We have that $$${x}_{{t}}'={r}{\left({1}-{\cos{{\left({t}\right)}}}\right)}$$$.

Therefore, $$${A}={\int_{{0}}^{{{2}\pi}}}{r}{\left({1}-{\cos{{\left({t}\right)}}}\right)}{r}{\left({1}-{\cos{{\left({t}\right)}}}\right)}{d}{t}=$$$

$$$={{r}}^{{2}}{\int_{{0}}^{{{2}\pi}}}{{\left({1}-{\cos{{\left({t}\right)}}}\right)}}^{{2}}{d}{t}={{r}}^{{2}}{\int_{{0}}^{{{2}\pi}}}{\left({1}-{2}{\cos{{\left({t}\right)}}}+{{\cos}}^{{2}}{\left({t}\right)}\right)}{d}{t}$$$.

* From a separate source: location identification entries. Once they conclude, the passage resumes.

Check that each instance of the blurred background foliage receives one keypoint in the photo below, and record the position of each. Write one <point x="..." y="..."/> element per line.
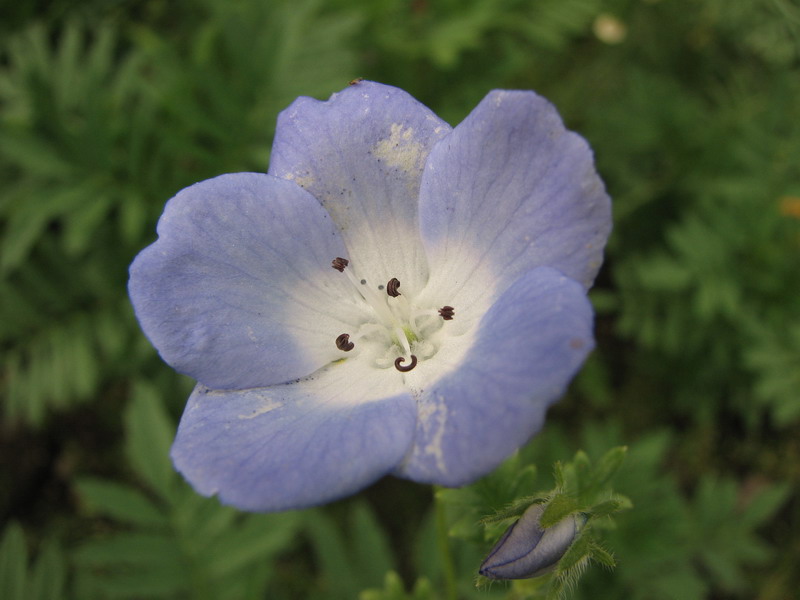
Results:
<point x="109" y="107"/>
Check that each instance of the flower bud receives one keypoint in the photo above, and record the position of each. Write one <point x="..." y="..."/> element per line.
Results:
<point x="526" y="550"/>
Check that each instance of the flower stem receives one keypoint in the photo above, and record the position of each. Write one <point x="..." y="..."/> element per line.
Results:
<point x="444" y="547"/>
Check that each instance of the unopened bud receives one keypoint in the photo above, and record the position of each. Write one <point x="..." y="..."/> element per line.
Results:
<point x="526" y="549"/>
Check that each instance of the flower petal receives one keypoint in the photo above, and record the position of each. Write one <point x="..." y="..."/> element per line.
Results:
<point x="526" y="550"/>
<point x="361" y="154"/>
<point x="299" y="444"/>
<point x="510" y="189"/>
<point x="525" y="351"/>
<point x="236" y="291"/>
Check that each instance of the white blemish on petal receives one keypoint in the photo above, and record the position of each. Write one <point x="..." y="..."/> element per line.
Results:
<point x="433" y="417"/>
<point x="400" y="149"/>
<point x="269" y="405"/>
<point x="303" y="180"/>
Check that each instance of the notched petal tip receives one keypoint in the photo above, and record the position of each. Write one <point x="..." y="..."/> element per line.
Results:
<point x="526" y="549"/>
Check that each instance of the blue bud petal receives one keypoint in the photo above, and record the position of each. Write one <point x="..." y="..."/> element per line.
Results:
<point x="526" y="549"/>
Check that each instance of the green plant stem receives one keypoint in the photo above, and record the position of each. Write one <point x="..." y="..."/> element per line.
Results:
<point x="444" y="547"/>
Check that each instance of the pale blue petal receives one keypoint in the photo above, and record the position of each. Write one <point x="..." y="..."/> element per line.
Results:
<point x="361" y="154"/>
<point x="527" y="348"/>
<point x="526" y="550"/>
<point x="510" y="189"/>
<point x="296" y="445"/>
<point x="238" y="291"/>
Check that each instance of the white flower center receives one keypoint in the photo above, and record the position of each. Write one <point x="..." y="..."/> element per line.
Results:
<point x="401" y="333"/>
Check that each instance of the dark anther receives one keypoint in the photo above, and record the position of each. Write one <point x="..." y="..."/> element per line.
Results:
<point x="391" y="287"/>
<point x="399" y="361"/>
<point x="339" y="263"/>
<point x="447" y="312"/>
<point x="343" y="343"/>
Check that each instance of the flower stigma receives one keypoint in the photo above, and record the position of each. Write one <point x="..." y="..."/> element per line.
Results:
<point x="398" y="326"/>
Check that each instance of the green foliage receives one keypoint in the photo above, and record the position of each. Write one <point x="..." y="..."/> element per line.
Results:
<point x="44" y="579"/>
<point x="394" y="590"/>
<point x="108" y="109"/>
<point x="167" y="540"/>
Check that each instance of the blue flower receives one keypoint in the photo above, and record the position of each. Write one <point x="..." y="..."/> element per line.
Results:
<point x="526" y="550"/>
<point x="455" y="312"/>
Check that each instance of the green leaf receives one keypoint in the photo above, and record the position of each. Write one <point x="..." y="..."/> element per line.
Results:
<point x="149" y="437"/>
<point x="13" y="559"/>
<point x="557" y="509"/>
<point x="120" y="502"/>
<point x="49" y="576"/>
<point x="371" y="550"/>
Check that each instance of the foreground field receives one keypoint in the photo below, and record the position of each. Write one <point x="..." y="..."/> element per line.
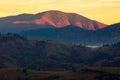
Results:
<point x="91" y="73"/>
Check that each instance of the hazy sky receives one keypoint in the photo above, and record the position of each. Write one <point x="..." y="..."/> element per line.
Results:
<point x="106" y="11"/>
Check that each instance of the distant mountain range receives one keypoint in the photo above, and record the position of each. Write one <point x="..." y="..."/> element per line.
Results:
<point x="56" y="19"/>
<point x="76" y="35"/>
<point x="61" y="26"/>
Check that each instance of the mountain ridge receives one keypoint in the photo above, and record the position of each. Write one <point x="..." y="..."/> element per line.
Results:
<point x="57" y="19"/>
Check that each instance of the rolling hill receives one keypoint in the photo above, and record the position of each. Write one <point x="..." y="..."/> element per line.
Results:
<point x="75" y="35"/>
<point x="56" y="19"/>
<point x="17" y="51"/>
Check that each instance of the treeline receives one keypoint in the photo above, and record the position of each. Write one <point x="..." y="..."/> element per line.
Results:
<point x="17" y="51"/>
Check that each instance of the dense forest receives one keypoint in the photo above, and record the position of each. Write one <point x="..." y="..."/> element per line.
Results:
<point x="17" y="51"/>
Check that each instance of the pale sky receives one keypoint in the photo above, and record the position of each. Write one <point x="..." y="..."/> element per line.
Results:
<point x="106" y="11"/>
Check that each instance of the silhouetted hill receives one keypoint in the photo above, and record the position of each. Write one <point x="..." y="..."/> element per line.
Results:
<point x="17" y="51"/>
<point x="75" y="35"/>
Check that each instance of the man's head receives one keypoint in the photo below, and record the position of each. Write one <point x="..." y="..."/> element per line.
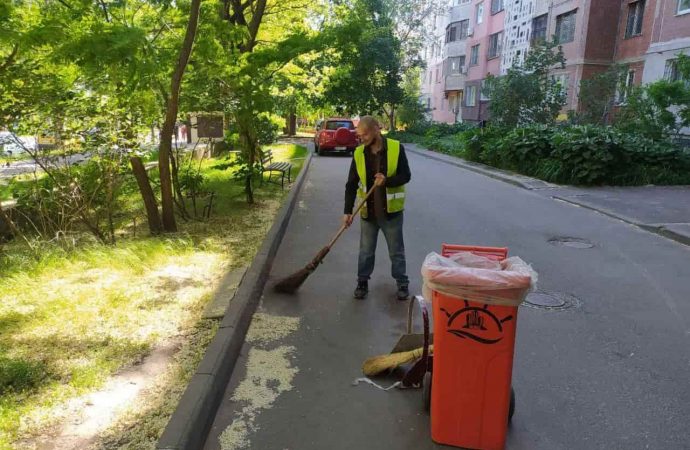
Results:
<point x="368" y="130"/>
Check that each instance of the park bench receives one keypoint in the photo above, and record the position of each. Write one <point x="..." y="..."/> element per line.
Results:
<point x="268" y="165"/>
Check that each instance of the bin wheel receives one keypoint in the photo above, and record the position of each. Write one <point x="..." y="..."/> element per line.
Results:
<point x="426" y="391"/>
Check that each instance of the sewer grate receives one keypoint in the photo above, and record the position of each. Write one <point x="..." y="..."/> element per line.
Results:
<point x="552" y="301"/>
<point x="571" y="242"/>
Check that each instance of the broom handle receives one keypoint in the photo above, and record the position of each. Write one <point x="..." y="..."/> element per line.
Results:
<point x="354" y="213"/>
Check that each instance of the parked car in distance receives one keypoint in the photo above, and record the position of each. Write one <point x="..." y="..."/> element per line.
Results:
<point x="335" y="135"/>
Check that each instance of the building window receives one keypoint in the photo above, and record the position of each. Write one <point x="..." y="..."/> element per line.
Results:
<point x="457" y="31"/>
<point x="626" y="86"/>
<point x="484" y="93"/>
<point x="471" y="96"/>
<point x="495" y="44"/>
<point x="539" y="25"/>
<point x="565" y="27"/>
<point x="474" y="55"/>
<point x="683" y="6"/>
<point x="455" y="65"/>
<point x="562" y="80"/>
<point x="635" y="18"/>
<point x="673" y="73"/>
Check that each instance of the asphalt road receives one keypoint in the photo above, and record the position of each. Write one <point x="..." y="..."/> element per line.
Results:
<point x="610" y="372"/>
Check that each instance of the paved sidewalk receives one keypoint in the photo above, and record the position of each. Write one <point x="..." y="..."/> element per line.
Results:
<point x="664" y="210"/>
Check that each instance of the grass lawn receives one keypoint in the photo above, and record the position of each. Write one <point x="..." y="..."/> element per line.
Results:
<point x="69" y="319"/>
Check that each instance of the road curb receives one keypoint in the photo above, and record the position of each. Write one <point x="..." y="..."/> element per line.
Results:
<point x="519" y="181"/>
<point x="189" y="425"/>
<point x="658" y="229"/>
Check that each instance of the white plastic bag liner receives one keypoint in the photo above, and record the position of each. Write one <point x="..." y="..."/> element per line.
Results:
<point x="471" y="277"/>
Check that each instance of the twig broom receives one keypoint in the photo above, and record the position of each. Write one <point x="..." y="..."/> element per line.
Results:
<point x="290" y="284"/>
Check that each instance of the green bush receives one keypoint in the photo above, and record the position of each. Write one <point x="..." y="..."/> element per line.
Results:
<point x="17" y="375"/>
<point x="575" y="154"/>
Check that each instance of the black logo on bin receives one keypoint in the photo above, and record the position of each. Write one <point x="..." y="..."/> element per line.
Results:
<point x="476" y="323"/>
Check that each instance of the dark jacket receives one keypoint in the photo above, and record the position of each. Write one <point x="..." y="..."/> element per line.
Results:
<point x="402" y="176"/>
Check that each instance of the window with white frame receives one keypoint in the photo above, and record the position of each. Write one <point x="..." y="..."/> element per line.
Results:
<point x="480" y="13"/>
<point x="539" y="25"/>
<point x="495" y="45"/>
<point x="563" y="81"/>
<point x="683" y="6"/>
<point x="672" y="72"/>
<point x="625" y="86"/>
<point x="483" y="92"/>
<point x="635" y="18"/>
<point x="565" y="27"/>
<point x="470" y="95"/>
<point x="474" y="55"/>
<point x="455" y="65"/>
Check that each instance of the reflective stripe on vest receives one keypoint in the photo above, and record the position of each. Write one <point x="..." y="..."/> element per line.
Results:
<point x="395" y="196"/>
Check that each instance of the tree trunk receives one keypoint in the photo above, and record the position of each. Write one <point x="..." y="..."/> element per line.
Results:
<point x="171" y="107"/>
<point x="10" y="224"/>
<point x="147" y="194"/>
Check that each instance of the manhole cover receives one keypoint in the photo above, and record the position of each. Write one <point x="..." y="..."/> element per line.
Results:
<point x="551" y="300"/>
<point x="571" y="242"/>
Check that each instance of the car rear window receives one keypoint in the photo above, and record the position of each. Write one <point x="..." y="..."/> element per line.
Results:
<point x="335" y="124"/>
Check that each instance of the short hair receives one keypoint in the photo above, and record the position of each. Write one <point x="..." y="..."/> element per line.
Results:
<point x="369" y="122"/>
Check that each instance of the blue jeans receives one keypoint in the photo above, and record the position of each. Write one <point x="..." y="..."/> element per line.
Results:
<point x="392" y="231"/>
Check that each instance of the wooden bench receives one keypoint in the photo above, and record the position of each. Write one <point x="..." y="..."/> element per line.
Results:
<point x="268" y="165"/>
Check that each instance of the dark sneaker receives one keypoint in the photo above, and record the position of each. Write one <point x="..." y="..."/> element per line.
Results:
<point x="361" y="290"/>
<point x="403" y="292"/>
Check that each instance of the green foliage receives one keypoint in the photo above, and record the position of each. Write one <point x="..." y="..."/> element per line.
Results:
<point x="17" y="375"/>
<point x="579" y="155"/>
<point x="527" y="93"/>
<point x="367" y="72"/>
<point x="597" y="96"/>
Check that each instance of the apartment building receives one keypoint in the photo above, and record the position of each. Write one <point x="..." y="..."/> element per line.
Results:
<point x="644" y="35"/>
<point x="670" y="35"/>
<point x="443" y="79"/>
<point x="485" y="49"/>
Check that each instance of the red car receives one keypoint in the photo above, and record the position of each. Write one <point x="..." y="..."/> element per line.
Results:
<point x="335" y="135"/>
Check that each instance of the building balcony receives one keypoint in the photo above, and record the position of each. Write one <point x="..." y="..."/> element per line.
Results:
<point x="457" y="48"/>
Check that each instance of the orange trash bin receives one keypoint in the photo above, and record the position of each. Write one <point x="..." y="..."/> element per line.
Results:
<point x="474" y="339"/>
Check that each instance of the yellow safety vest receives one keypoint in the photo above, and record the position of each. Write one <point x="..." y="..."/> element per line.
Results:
<point x="395" y="196"/>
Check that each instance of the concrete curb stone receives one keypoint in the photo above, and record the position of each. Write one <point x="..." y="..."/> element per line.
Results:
<point x="188" y="427"/>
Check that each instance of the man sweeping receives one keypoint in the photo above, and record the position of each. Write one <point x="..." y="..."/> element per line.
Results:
<point x="382" y="163"/>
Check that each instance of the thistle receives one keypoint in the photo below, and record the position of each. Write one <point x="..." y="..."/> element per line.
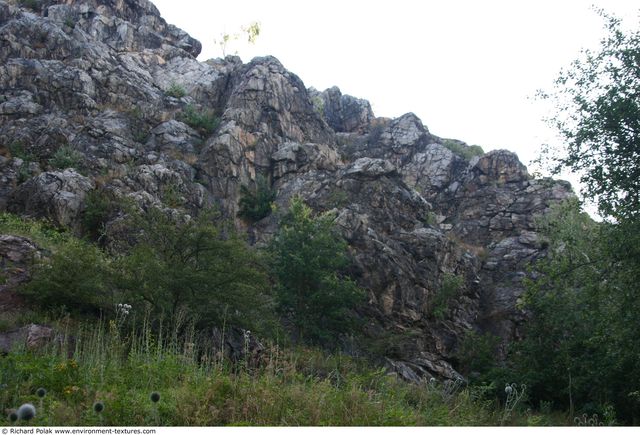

Now, we need to use double angle formula and integral becomes:

$$${A}{{r}}^{{2}}{\int_{{0}}^{{{2}\pi}}}{\left({1}-{2}{\cos{{\left({t}\right)}}}+\frac{{1}}{{2}}{\left({1}+{\cos{{\left({2}{t}\right)}}}\right)}\right)}{d}{t}={{r}}^{{2}}{\int_{{0}}^{{{2}\pi}}}{\left(\frac{{3}}{{2}}-{2}{\cos{{\left({t}\right)}}}+\frac{{1}}{{2}}{\cos{{\left({2}{t}\right)}}}\right)}{d}{t}=$$$

$$$={{r}}^{{2}}{\left(\frac{{3}}{{2}}{t}-{2}{\sin{{\left({t}\right)}}}+\frac{{1}}{{4}}{\sin{{\left({2}{t}\right)}}}\right)}{{\mid}_{{0}}^{{{2}\pi}}}=$$$

$$$={{r}}^{{2}}{\left({\left(\frac{{3}}{{2}}{2}\pi-{2}{\sin{{\left({2}\pi\right)}}}+\frac{{1}}{{4}}{\sin{{\left({2}\cdot{2}\pi\right)}}}\right)}-{\left(\frac{{3}}{{2}}\cdot{0}-{2}{\sin{{\left({0}\right)}}}+\frac{{1}}{{4}}{\sin{{\left({2}\cdot{0}\right)}}}\right)}\right)}=$$$

$$$={{r}}^{{2}}{\left({\left({3}\pi-{2}\cdot{0}+\frac{{1}}{{4}}\cdot{0}\right)}-{\left({0}-{2}\cdot{0}+\frac{{1}}{{4}}\cdot{0}\right)}\right)}={3}\pi{{r}}^{{2}}$$$.